So much of our dominant culture is molded by people with money, they are the voices we hear the most, often in the media or some other role of influence. Maybe that’s why these articles feel somewhat redeeming, confirmation on what many of us know in our heart of hearts. Part of the slight of hand of wealth is the ability to hide your platinum card in your Carhartts, ideally the tool pocket.
My concern is that the reliance on family money creates something to protect that is not great for the rest of us, no matter how middle class some of these people think they are. I wonder how the future of this city and country will go with so many people who have parents pulling the strings of their bank accounts.
People vote with their wallets, even if they’re full. Especially when they’re full, because they’re never full enough. That is the life they are accustomed to.
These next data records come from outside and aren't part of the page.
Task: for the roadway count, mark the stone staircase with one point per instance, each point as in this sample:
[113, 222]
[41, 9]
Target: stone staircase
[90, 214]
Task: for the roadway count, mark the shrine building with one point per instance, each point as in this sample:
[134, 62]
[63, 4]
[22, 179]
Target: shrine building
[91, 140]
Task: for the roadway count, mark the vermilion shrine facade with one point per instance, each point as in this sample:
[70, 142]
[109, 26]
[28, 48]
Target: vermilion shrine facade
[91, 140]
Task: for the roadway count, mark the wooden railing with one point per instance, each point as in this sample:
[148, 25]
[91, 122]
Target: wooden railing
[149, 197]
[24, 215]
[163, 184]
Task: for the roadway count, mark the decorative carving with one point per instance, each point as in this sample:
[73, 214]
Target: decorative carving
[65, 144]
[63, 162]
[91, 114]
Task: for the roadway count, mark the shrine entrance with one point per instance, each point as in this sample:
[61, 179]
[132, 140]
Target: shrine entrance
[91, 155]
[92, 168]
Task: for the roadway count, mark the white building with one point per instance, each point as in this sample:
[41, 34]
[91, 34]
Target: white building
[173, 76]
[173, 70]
It would help if people understood how to talk about money more honestly, but that comes hand in hand with admitting that this country is not a meritocracy, that the people who get ahead financially didn’t necessarily earn or deserve it, they were handed it.
Ten years ago I was the cook on a privately owned island in Saranac Lake in the Adirondacks. That job allowed me access to a beautiful, weird place I otherwise never would have experienced. The island was family owned for over a hundred years, a beautiful old camp. My employer’s grandfather bought it, she and her cousins spent their summers there as children. When I worked there, she, her cousin and their respective husbands, all in their 80s, were the main funders to keep the island running, no small feat. The caretaker had a salary, the boats needed tune-ups and gas, propane needed to be purchased, the septic upgraded, repairs were a fact of life. All of their kids were about my age, maybe a bit older, they’d all come and visit and stay for as long as possible, inviting friends and family to visit.
One evening, after dinner when the kids had run off to catch the last of the sun and the adults sat around slowly drinking, I heard a phrase I wasn’t familiar with from Bill, cousin Linda’s husband who created a company with his adult children after his retirement. “From shirtsleeves to shirtsleeves in three generations” he said in conversation, and when I asked what it mean he explained it: The first generation creates wealth through hard work, the second generation may build upon it but by the third generation there is no money left, it had been spent.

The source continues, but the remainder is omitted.